Start->Chapter 1->Episode 11 To Lucinda
My cousin as blessed as she is with the ethereal Dubois beauty is also cursed with the family trait of obsession. The moment Elyce had lost her innocence to me; she traded her girlish whims for a voracious appetite for scandalous affairs, preferably with men belonging to other women. She adores the challenge of forbidden fruits and like me savors the destruction of another’s paradise as I have taught her well the meaning of Dubois power. While my darling Liselle, now removed to her ivory tower of remote lust, tends not to exercise the lethal combination of beauty, wealth and power that composes her heritage, she is just as tainted as the rest of us, her particular obsession being the lump of a wine baron whose testicles that are no doubt used as earrings by his transparent, dimwitted wife.
It came to my attention as every move of my family does, that Elyce is stalking the younger son of the wine baron and since I have already had enough of that family through Liselle and her persistent ill-fated romance I suggested that my cousin use her time more productively. Translation being, that she is to perform whatever task I set her as my interests are always paramount in our family, in my business, in this town. I knew that she would not dare to challenge me directly and as her eyes narrowed in thought or hate, either is interchangeable in our relationship, it was probable that Elyce would obey my strictures. However, she would not relinquish the object of her desire as readily as daring to thwart me openly is not her styles, her mode being far more clandestine and eventually I would hear of this matter again. I pointed her in the direction of a rival who had the ill manners to bid against me in a contract. His blowsy wife might have served him well for breeding many years ago but it has been a long time since she held any sexual delights for any man. I suggested that Elyce might enjoy watching the destruction of a dynasty for I knew the wife was insecure, the marriage had no prenuptial agreement and the sons were far too young to aid their father.

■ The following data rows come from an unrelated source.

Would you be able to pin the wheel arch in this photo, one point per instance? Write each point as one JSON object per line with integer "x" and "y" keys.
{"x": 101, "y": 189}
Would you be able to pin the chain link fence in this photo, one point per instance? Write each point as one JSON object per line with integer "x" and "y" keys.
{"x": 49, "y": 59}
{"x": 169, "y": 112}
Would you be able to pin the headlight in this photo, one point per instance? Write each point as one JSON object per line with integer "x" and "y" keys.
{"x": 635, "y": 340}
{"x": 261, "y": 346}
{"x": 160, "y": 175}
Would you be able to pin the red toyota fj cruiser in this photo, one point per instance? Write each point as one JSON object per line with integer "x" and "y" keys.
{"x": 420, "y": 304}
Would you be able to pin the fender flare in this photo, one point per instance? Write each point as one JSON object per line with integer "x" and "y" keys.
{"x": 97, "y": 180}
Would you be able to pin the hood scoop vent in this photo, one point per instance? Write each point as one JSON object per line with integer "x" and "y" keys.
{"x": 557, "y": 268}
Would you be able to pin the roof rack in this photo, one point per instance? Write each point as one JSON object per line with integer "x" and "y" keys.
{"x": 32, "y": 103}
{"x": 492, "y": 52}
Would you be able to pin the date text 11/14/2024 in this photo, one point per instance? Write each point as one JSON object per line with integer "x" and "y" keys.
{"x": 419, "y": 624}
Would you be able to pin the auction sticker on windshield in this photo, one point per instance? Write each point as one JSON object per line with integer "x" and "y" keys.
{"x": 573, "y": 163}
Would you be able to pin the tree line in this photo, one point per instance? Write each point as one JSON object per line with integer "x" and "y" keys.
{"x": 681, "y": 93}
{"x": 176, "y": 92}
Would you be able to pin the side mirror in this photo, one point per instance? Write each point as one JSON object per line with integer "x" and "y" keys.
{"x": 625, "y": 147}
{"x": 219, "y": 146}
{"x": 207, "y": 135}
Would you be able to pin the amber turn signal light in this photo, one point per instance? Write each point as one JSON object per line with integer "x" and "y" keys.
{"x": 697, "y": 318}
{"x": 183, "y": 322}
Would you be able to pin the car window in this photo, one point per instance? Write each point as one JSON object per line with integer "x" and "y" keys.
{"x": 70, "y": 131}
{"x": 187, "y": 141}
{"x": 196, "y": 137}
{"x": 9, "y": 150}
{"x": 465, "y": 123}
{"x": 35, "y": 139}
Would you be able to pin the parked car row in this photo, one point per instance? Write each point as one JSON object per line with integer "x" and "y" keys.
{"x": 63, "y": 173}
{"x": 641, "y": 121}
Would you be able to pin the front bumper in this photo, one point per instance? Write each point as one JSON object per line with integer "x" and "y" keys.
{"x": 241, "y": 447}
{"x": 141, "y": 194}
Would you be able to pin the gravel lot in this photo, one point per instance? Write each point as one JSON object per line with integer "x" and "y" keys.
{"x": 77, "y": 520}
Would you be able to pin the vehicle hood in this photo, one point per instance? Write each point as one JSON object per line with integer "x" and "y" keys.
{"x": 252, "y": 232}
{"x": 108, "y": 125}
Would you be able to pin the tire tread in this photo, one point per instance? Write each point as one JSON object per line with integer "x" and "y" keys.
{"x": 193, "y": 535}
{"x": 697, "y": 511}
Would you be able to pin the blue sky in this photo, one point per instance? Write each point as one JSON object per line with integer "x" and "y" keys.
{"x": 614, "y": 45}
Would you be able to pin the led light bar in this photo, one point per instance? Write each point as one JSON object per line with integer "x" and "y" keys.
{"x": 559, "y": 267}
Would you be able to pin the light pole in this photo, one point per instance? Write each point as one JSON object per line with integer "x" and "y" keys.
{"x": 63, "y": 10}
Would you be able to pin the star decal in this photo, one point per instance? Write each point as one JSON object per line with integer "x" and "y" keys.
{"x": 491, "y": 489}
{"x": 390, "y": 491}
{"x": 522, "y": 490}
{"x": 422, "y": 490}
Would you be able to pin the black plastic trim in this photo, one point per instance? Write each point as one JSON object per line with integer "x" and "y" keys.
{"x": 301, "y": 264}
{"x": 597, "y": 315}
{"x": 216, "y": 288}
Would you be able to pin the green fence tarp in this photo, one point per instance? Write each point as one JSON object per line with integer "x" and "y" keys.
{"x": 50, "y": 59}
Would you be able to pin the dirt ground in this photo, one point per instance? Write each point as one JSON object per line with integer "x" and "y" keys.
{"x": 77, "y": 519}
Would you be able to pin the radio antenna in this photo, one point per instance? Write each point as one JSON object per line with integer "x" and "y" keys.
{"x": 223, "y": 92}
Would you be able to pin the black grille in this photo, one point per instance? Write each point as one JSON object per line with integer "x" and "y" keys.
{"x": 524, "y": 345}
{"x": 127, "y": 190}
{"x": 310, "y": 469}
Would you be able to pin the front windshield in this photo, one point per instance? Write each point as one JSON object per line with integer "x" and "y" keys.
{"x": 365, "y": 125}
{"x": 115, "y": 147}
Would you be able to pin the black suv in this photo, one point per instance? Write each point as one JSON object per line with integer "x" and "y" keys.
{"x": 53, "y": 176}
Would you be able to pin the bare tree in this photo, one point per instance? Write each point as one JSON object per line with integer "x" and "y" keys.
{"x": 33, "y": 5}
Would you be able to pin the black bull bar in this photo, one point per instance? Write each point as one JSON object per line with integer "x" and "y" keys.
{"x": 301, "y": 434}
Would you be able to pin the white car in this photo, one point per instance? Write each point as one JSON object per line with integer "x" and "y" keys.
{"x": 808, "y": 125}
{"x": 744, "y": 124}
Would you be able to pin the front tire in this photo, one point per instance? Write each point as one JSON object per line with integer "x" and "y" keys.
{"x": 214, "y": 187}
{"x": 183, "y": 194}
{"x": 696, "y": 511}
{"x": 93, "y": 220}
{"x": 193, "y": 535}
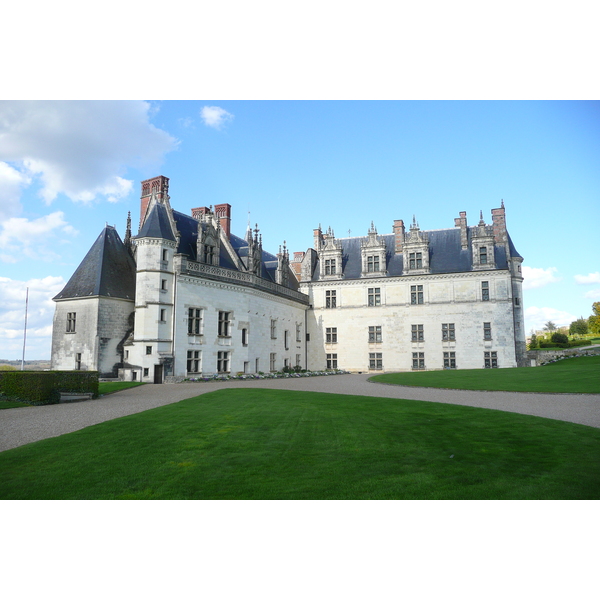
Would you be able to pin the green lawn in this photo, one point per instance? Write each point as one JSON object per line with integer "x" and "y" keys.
{"x": 574, "y": 375}
{"x": 273, "y": 444}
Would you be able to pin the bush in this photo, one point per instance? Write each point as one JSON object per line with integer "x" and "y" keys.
{"x": 559, "y": 338}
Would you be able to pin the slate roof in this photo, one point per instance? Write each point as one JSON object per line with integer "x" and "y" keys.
{"x": 445, "y": 254}
{"x": 108, "y": 269}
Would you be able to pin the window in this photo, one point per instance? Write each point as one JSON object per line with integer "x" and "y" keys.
{"x": 71, "y": 317}
{"x": 223, "y": 330}
{"x": 193, "y": 361}
{"x": 448, "y": 332}
{"x": 372, "y": 264}
{"x": 374, "y": 334}
{"x": 487, "y": 331}
{"x": 490, "y": 360}
{"x": 416, "y": 294}
{"x": 330, "y": 299}
{"x": 223, "y": 362}
{"x": 449, "y": 360}
{"x": 330, "y": 266}
{"x": 415, "y": 260}
{"x": 485, "y": 291}
{"x": 194, "y": 321}
{"x": 374, "y": 296}
{"x": 418, "y": 361}
{"x": 416, "y": 333}
{"x": 375, "y": 361}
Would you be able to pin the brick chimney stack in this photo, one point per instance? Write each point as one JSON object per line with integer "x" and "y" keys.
{"x": 158, "y": 185}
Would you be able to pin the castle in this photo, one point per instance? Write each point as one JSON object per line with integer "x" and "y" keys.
{"x": 186, "y": 297}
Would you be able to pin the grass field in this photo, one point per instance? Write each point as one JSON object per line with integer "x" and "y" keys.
{"x": 574, "y": 375}
{"x": 273, "y": 444}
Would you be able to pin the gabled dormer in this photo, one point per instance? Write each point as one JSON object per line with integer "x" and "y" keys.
{"x": 415, "y": 251}
{"x": 330, "y": 256}
{"x": 373, "y": 254}
{"x": 482, "y": 243}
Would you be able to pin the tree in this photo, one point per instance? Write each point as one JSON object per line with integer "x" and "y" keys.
{"x": 579, "y": 327}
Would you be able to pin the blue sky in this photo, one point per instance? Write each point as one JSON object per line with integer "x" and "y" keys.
{"x": 67, "y": 168}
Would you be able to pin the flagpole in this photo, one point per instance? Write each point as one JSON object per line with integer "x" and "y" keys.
{"x": 25, "y": 330}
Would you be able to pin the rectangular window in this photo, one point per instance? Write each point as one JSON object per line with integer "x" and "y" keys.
{"x": 194, "y": 321}
{"x": 449, "y": 360}
{"x": 485, "y": 291}
{"x": 418, "y": 361}
{"x": 223, "y": 362}
{"x": 372, "y": 264}
{"x": 416, "y": 294}
{"x": 448, "y": 334}
{"x": 490, "y": 360}
{"x": 330, "y": 301}
{"x": 223, "y": 324}
{"x": 374, "y": 296}
{"x": 71, "y": 318}
{"x": 487, "y": 331}
{"x": 415, "y": 260}
{"x": 193, "y": 364}
{"x": 483, "y": 255}
{"x": 416, "y": 332}
{"x": 374, "y": 334}
{"x": 375, "y": 361}
{"x": 330, "y": 266}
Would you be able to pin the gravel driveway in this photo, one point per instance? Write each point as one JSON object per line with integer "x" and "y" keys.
{"x": 21, "y": 426}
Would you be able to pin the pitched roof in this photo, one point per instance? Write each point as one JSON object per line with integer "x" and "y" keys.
{"x": 108, "y": 269}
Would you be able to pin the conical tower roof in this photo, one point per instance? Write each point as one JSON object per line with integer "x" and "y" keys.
{"x": 108, "y": 269}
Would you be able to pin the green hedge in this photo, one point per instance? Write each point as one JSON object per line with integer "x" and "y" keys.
{"x": 44, "y": 387}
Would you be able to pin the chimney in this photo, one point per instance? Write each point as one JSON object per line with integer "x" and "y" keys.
{"x": 398, "y": 235}
{"x": 223, "y": 213}
{"x": 158, "y": 185}
{"x": 499, "y": 224}
{"x": 461, "y": 222}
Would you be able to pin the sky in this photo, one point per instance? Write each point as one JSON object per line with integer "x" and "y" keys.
{"x": 68, "y": 168}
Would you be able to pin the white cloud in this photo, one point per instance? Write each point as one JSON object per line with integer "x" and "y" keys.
{"x": 40, "y": 312}
{"x": 536, "y": 318}
{"x": 586, "y": 279}
{"x": 24, "y": 238}
{"x": 80, "y": 148}
{"x": 535, "y": 278}
{"x": 214, "y": 116}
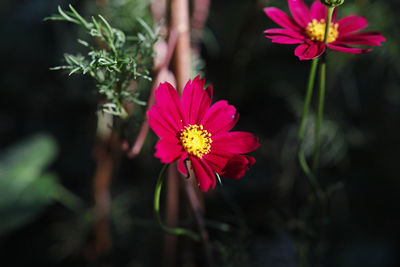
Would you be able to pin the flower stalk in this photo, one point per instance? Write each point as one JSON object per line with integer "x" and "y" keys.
{"x": 300, "y": 136}
{"x": 321, "y": 99}
{"x": 156, "y": 205}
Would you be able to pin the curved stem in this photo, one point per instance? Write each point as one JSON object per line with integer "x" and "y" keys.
{"x": 300, "y": 136}
{"x": 320, "y": 114}
{"x": 321, "y": 100}
{"x": 306, "y": 107}
{"x": 157, "y": 193}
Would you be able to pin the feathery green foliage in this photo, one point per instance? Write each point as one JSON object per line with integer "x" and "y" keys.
{"x": 114, "y": 60}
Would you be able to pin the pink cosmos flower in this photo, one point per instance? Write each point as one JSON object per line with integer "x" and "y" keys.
{"x": 189, "y": 129}
{"x": 307, "y": 28}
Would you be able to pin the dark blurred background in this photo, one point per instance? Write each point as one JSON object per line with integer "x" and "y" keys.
{"x": 48, "y": 125}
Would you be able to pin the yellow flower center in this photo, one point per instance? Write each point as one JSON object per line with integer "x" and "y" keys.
{"x": 316, "y": 31}
{"x": 195, "y": 140}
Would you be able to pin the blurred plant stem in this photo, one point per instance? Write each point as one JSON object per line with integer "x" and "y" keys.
{"x": 322, "y": 81}
{"x": 156, "y": 205}
{"x": 303, "y": 123}
{"x": 105, "y": 155}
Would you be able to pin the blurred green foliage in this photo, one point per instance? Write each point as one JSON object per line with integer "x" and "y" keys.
{"x": 26, "y": 188}
{"x": 114, "y": 59}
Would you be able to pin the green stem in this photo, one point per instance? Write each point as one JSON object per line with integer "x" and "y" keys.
{"x": 321, "y": 101}
{"x": 306, "y": 107}
{"x": 157, "y": 193}
{"x": 300, "y": 136}
{"x": 320, "y": 114}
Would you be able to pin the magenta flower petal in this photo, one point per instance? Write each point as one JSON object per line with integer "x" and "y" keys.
{"x": 318, "y": 11}
{"x": 237, "y": 166}
{"x": 284, "y": 36}
{"x": 363, "y": 38}
{"x": 308, "y": 27}
{"x": 300, "y": 12}
{"x": 204, "y": 174}
{"x": 162, "y": 124}
{"x": 192, "y": 130}
{"x": 167, "y": 152}
{"x": 351, "y": 24}
{"x": 221, "y": 117}
{"x": 346, "y": 49}
{"x": 309, "y": 51}
{"x": 218, "y": 159}
{"x": 196, "y": 100}
{"x": 236, "y": 142}
{"x": 168, "y": 99}
{"x": 282, "y": 19}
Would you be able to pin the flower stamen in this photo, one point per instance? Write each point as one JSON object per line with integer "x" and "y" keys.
{"x": 316, "y": 31}
{"x": 195, "y": 140}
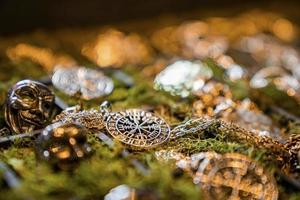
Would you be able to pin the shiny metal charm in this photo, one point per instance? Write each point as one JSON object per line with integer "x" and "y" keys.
{"x": 88, "y": 83}
{"x": 138, "y": 128}
{"x": 233, "y": 176}
{"x": 63, "y": 144}
{"x": 28, "y": 106}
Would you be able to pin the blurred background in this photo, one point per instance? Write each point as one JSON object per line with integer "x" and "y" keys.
{"x": 19, "y": 15}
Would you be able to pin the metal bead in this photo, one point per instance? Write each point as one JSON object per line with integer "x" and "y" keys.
{"x": 138, "y": 128}
{"x": 28, "y": 106}
{"x": 63, "y": 145}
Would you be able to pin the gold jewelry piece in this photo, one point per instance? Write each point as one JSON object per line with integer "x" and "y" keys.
{"x": 88, "y": 83}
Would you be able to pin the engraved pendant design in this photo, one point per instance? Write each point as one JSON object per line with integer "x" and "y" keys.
{"x": 138, "y": 128}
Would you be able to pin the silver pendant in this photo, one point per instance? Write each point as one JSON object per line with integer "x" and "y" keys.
{"x": 88, "y": 83}
{"x": 138, "y": 128}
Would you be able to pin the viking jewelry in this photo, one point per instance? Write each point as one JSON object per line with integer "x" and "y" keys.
{"x": 63, "y": 144}
{"x": 28, "y": 106}
{"x": 141, "y": 129}
{"x": 182, "y": 78}
{"x": 88, "y": 83}
{"x": 234, "y": 173}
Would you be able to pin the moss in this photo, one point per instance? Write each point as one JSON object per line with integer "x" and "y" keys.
{"x": 106, "y": 169}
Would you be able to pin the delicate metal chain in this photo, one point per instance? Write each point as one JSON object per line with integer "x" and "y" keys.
{"x": 234, "y": 133}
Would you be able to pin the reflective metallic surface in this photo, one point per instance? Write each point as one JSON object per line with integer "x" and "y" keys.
{"x": 88, "y": 83}
{"x": 182, "y": 77}
{"x": 28, "y": 106}
{"x": 138, "y": 128}
{"x": 63, "y": 144}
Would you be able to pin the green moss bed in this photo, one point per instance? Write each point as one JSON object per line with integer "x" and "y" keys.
{"x": 106, "y": 168}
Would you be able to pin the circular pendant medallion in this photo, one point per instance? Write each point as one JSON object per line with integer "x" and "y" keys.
{"x": 138, "y": 128}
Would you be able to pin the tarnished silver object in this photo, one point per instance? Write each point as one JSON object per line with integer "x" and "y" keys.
{"x": 28, "y": 106}
{"x": 63, "y": 144}
{"x": 182, "y": 77}
{"x": 138, "y": 128}
{"x": 89, "y": 83}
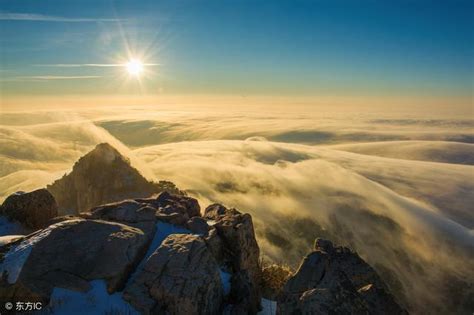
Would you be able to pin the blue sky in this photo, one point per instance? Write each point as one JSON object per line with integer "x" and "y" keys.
{"x": 239, "y": 47}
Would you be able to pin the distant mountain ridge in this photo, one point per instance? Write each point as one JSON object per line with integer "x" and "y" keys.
{"x": 102, "y": 176}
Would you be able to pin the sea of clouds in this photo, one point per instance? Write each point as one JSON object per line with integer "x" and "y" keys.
{"x": 398, "y": 188}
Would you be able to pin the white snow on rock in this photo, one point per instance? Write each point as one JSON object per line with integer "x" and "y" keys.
{"x": 8, "y": 239}
{"x": 8, "y": 227}
{"x": 95, "y": 301}
{"x": 268, "y": 307}
{"x": 16, "y": 257}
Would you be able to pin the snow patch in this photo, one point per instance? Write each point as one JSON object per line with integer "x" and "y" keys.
{"x": 95, "y": 301}
{"x": 16, "y": 256}
{"x": 8, "y": 239}
{"x": 8, "y": 227}
{"x": 268, "y": 307}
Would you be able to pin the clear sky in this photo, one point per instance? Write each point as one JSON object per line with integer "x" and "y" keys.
{"x": 237, "y": 47}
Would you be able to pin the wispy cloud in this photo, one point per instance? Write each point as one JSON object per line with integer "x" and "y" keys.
{"x": 43, "y": 78}
{"x": 78, "y": 65}
{"x": 5, "y": 16}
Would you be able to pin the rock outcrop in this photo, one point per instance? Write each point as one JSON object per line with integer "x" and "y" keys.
{"x": 180, "y": 277}
{"x": 159, "y": 255}
{"x": 99, "y": 177}
{"x": 69, "y": 254}
{"x": 32, "y": 209}
{"x": 334, "y": 280}
{"x": 242, "y": 252}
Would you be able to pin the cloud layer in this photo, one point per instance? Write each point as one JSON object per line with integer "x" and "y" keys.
{"x": 395, "y": 189}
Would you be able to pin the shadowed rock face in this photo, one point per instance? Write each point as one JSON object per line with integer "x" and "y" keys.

A nasty divorce would be suitable punishment for his hubris and the ignorance he chose to embrace for only a fool would ignore of just how much own this world.
I consider myself to have left the family curse, the pursuit of obsessions unlike my late Uncle Axel with his fright of a wife, Liselle and her pathetic attempt at being mistress to a fool. I left this weakness far behind me once I was removed from the company of my sister and during my subsequent years at university I had only passing dalliances to occupy me. That was until I saw a rose, glowing, transparent with innocence for until then I believed myself immune to the Dubois curse. Now I find it invading the corners of my mind, filtering into my blood, stirring the heat of my loins, something a man such as myself shall never tolerate—to be hostage to emotion, so the rose must be wilted.